Gov. Katie Hobbs' top budget staffer is resigning just as lawmakers and the governor begin contentious negotiations over next year’s state spending plan.
The Arizona Republic first reported that Budget Director Sarah Brown will step down effective Feb. 12.
“It has been the honor of a lifetime to serve the state and work for you for the last six years and I am so proud of what we’ve accomplished under your leadership,” Brown wrote in a Jan. 29 resignation letter.
Brown has led the governor’s budget office since late 2022 and previously worked as Hobbs’ chief financial officer when Hobbs was secretary of state.
“Working for you has been a dream, but the time has come for me to give more of myself to other parts of my life,” Brown wrote.
The resignation comes at a critical moment — the governor’s office is just beginning to negotiate next year’s spending plan with the Republican lawmakers who control the state Legislature. Lawmakers must pass a budget before the end of the fiscal year on June 30 to keep basic government operations funded.
Those negotiations went down to the wire last year, with Hobbs and lawmakers scrambling to cut spending to address a projected $1.8 billion deficit. In Hobbs’ first year in office, the Democratic governor and Republican-led Legislature were able to pass a budget in May when state coffers were flush with cash — a sizable chunk of which was allocated to pet projects favored by individual lawmakers.
Now, Hobbs enters her third year of negotiations without her top budget aide.
The resignation comes a week after Hobbs’ staff presented the governor’s proposed budget for next year to lawmakers.
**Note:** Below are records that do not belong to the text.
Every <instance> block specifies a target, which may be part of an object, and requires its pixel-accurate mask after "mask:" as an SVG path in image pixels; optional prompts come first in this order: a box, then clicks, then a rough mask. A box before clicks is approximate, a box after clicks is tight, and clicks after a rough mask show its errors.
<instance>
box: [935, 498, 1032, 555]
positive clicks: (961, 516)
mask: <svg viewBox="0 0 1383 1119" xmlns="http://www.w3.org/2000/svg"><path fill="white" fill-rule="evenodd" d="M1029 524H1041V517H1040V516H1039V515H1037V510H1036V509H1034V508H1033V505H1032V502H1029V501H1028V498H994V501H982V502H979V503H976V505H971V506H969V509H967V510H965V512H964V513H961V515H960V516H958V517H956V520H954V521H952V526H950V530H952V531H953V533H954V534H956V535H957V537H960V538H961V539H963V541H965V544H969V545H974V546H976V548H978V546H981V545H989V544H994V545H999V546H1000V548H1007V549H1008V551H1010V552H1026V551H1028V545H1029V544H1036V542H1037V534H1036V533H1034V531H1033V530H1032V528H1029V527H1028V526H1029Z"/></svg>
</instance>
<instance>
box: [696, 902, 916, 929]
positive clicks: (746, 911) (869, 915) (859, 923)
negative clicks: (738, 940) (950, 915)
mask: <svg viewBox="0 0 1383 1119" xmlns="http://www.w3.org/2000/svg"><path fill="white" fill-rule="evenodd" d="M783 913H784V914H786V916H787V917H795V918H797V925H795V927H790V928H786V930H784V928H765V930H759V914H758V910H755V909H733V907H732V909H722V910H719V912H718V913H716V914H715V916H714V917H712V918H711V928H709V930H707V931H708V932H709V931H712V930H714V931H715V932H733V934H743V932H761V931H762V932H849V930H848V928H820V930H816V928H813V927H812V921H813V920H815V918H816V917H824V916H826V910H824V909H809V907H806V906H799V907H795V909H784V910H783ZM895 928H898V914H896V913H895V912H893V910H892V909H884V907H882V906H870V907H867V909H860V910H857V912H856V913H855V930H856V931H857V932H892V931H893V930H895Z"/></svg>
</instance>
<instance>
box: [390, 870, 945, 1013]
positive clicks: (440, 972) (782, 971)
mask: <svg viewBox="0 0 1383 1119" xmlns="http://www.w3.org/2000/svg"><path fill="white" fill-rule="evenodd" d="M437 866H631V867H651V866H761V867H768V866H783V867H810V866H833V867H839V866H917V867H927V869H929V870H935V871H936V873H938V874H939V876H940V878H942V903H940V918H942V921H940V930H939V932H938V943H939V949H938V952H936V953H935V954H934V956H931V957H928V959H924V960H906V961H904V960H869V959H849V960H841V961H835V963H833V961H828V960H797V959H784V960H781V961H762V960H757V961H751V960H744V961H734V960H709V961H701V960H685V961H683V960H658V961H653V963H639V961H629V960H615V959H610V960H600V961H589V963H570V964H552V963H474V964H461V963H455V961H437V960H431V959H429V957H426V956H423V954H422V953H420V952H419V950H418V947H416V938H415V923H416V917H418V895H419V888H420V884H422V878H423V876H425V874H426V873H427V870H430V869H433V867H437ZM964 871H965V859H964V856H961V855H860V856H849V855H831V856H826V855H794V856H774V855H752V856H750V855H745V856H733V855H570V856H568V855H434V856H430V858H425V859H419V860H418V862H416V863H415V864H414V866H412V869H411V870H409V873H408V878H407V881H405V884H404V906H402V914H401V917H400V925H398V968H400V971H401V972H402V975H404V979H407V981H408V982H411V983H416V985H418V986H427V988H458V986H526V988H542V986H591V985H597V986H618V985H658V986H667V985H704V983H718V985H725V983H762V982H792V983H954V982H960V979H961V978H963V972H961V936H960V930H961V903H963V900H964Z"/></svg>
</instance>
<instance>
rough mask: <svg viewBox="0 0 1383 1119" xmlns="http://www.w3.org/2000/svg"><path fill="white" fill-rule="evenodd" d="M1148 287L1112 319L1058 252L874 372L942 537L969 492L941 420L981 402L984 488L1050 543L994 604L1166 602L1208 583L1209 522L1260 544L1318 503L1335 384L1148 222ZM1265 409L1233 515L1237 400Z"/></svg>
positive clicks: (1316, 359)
Republicans claimed the new budget included errors and did not account for hundreds of millions of dollars in expected spending on the state’s Medicaid program in the coming years.
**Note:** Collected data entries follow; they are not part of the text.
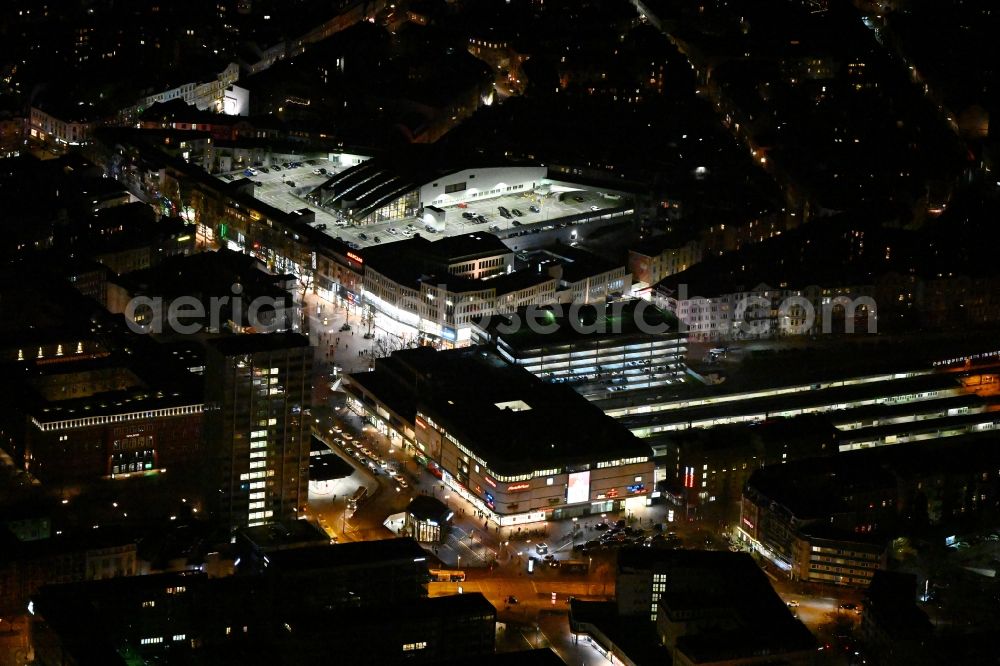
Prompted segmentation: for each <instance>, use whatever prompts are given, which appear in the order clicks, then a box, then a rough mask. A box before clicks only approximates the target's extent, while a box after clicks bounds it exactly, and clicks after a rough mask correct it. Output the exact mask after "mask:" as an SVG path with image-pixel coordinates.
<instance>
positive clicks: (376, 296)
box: [363, 233, 556, 346]
mask: <svg viewBox="0 0 1000 666" xmlns="http://www.w3.org/2000/svg"><path fill="white" fill-rule="evenodd" d="M363 259H364V266H365V268H364V298H365V302H367V303H368V304H370V305H371V306H372V307H373V308H374V309H376V310H378V311H379V312H381V313H382V314H384V315H386V316H388V317H389V318H391V319H393V320H395V321H397V322H399V323H401V324H404V325H407V326H410V327H412V328H413V329H414V332H415V334H418V335H420V336H422V337H426V338H427V339H429V340H431V341H434V342H440V343H443V344H445V345H449V346H451V345H455V346H462V345H466V344H468V343H469V341H470V340H471V338H472V325H473V324H474V323H475V322H476V321H479V320H482V319H484V318H486V317H489V316H490V315H492V314H494V313H497V312H513V311H514V310H516V309H517V308H520V307H524V306H526V305H529V304H534V303H551V302H553V301H554V300H555V293H556V279H555V278H553V277H550V276H548V275H544V274H542V275H539V274H538V273H537V272H535V271H518V272H511V271H512V269H513V252H511V250H510V249H509V248H508V247H507V246H506V245H504V244H503V243H502V242H500V240H499V239H497V237H496V236H493V235H492V234H485V233H473V234H466V235H464V236H453V237H451V238H446V239H444V240H440V241H437V242H434V243H431V242H430V241H427V240H426V239H424V238H414V239H411V240H408V241H401V242H398V243H393V244H392V245H387V246H381V247H378V246H376V247H372V248H368V249H367V250H365V251H364V252H363ZM475 276H479V277H475Z"/></svg>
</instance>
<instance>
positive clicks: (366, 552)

Rep. David Livingston (R-Peoria), who leads the Arizona House committee that approves spending bills, was a fierce critic of the governor’s budget. He said he has no idea whether those issues factored into Brown’s resignation and that he takes “no joy when someone leaves or gets pushed out or gets fired.”
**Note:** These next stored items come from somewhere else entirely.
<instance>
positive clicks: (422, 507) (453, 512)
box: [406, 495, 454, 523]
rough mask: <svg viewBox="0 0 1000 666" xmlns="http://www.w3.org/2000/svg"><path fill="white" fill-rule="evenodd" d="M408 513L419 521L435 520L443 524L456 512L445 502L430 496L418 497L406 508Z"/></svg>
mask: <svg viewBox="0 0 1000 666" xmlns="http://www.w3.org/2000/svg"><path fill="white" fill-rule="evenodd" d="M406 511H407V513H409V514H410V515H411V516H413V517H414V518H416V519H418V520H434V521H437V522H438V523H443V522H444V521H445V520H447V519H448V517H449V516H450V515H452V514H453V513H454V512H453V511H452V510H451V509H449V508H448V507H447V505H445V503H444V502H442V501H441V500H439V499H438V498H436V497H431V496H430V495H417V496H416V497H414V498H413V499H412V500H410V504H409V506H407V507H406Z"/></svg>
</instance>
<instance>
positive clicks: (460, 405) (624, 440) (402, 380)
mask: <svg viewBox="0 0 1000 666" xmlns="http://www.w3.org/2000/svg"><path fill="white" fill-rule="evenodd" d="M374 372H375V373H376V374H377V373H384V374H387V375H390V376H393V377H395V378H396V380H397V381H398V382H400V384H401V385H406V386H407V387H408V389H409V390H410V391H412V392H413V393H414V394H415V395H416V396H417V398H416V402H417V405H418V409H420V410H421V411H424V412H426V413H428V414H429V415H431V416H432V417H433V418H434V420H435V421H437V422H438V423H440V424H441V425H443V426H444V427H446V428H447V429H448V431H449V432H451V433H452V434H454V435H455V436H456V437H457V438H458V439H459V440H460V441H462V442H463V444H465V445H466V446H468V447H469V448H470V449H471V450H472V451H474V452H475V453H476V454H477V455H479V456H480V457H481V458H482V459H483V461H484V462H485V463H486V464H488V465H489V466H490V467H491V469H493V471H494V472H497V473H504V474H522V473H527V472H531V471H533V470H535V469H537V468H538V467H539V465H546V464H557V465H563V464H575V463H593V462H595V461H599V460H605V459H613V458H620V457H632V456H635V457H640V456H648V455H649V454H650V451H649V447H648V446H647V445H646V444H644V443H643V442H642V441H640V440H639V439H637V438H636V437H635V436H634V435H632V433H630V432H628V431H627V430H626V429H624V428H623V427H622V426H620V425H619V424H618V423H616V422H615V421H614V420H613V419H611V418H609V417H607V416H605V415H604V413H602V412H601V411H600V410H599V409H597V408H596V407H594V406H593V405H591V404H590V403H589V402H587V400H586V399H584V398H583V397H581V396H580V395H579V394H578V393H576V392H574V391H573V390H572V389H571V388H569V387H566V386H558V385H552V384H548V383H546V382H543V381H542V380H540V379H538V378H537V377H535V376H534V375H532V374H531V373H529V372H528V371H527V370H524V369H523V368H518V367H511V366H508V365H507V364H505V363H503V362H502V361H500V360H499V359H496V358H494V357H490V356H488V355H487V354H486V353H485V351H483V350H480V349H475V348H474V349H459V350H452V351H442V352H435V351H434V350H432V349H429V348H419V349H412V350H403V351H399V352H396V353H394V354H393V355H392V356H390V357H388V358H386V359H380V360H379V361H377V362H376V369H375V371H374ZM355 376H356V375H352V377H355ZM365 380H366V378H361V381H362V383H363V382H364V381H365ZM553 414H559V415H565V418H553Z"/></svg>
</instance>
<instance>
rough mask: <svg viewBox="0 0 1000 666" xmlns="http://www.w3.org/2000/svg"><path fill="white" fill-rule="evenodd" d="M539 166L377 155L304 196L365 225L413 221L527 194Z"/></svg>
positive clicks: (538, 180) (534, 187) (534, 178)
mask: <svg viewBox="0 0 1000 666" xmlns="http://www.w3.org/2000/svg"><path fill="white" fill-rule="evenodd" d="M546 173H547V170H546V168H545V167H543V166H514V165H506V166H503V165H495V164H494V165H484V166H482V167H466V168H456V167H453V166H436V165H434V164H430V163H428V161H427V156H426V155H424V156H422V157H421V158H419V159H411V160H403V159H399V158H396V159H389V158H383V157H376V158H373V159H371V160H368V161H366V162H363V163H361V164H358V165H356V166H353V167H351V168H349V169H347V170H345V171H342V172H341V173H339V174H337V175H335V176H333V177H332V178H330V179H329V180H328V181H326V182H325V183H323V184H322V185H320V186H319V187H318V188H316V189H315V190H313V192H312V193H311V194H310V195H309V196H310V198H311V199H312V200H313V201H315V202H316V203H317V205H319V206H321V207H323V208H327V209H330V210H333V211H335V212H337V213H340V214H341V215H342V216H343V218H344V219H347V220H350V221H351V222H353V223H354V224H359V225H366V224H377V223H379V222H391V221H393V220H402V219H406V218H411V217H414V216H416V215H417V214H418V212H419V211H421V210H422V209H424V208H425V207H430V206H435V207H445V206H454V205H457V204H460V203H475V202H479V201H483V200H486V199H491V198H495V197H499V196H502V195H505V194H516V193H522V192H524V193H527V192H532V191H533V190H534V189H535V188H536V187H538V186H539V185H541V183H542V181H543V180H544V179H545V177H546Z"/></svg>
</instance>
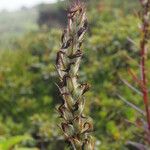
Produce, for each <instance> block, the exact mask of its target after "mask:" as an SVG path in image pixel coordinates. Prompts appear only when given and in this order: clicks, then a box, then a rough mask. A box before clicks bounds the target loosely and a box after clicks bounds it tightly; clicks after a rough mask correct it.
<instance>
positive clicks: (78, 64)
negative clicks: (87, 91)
mask: <svg viewBox="0 0 150 150" xmlns="http://www.w3.org/2000/svg"><path fill="white" fill-rule="evenodd" d="M87 27H88V25H87V18H86V13H85V8H84V5H83V4H82V3H80V2H79V1H76V2H75V3H74V4H73V5H72V7H71V8H70V9H69V11H68V26H67V29H66V30H64V33H63V34H62V37H61V41H62V46H61V49H60V50H59V52H58V53H57V58H56V69H57V72H58V75H59V79H60V83H59V85H58V88H59V91H60V95H61V97H62V99H63V104H62V105H61V106H59V108H58V112H59V114H60V116H61V118H63V121H62V123H61V126H60V128H61V129H62V131H63V133H64V135H65V138H66V140H68V141H69V142H70V144H71V145H72V148H73V149H74V150H93V149H94V142H93V139H92V138H91V136H90V135H89V134H90V132H92V130H93V125H92V123H91V121H89V119H88V118H87V117H84V116H83V110H84V105H85V98H84V94H85V93H86V92H87V91H88V90H89V85H88V84H86V83H85V84H80V83H78V70H79V67H80V61H81V59H82V51H81V45H82V41H83V38H84V34H85V33H86V31H87Z"/></svg>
“We try to work with both sides of the aisle,” Livingston said. “With that said, this budget that we have is in terrible shape, the executive budget. It doesn’t add up.”
A spokesman for the governor’s office said those Republican complaints had nothing to do with Brown’s resignation.
“Absolutely not,” spokesman Christian Slater said. “Sarah served the state with distinction, working for the governor for the last six years. Running a statewide elected official’s budget office is a tough job, and Sarah wanted a break.”